Popping the corks on champagne bottles is a regular occurrence on Monday mornings in parts of Meath – they don’t call it the Royal County for nothing – but before they did so, they would have read on just to make sure.
And it seems the only McEnaney heading anywhere in the near future is Seamus’s brother Pat, the referee.
Quoted in the Mail on Sunday at the weekend – so we got ourselves worked up over something that isn’t even new news? – he said, “It’s coming to a stage in my life where the National League doesn’t excite me anymore. It’s a bit like an inter-county player, when he doesn’t want to play the National League, but he’ll play championship.
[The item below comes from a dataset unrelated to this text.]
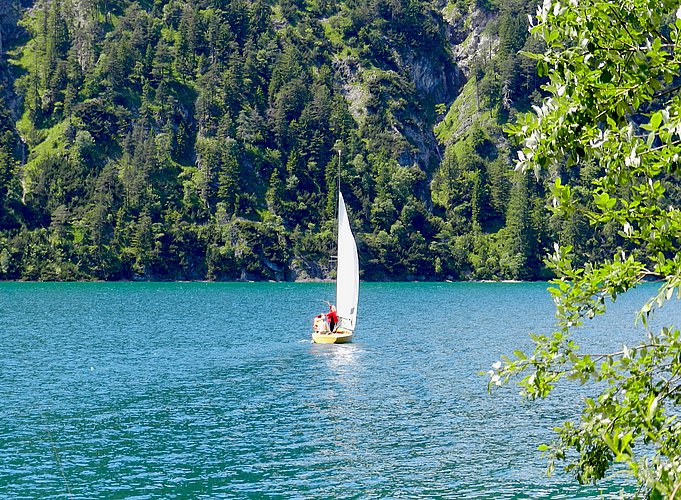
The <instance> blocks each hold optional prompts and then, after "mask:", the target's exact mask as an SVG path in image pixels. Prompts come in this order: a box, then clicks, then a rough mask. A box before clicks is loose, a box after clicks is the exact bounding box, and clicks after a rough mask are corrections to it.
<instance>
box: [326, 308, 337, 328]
mask: <svg viewBox="0 0 681 500" xmlns="http://www.w3.org/2000/svg"><path fill="white" fill-rule="evenodd" d="M326 320H327V321H328V322H329V331H332V332H335V331H336V325H337V324H338V314H337V313H336V306H334V305H333V304H329V312H328V313H326Z"/></svg>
Once that begins to happen it’s time to look at where you’re going.
“It’s only the championship matches and the cut grass that gets me. While the thought of going up to referee Derry and Tyrone in the National League might excite a young referee, it takes the championship to excite me at the minute.
“I need to move on. I need to do other things. I’m doing a lot of cycling at the minute, a bit of mountain-climbing, kayaking – stuff that I never had time to do in my life. I’ve a couple of good juvenile teams I’m looking after. That’s going well. Refereeing is a bit of an individual thing; it’s a bit mé féin.”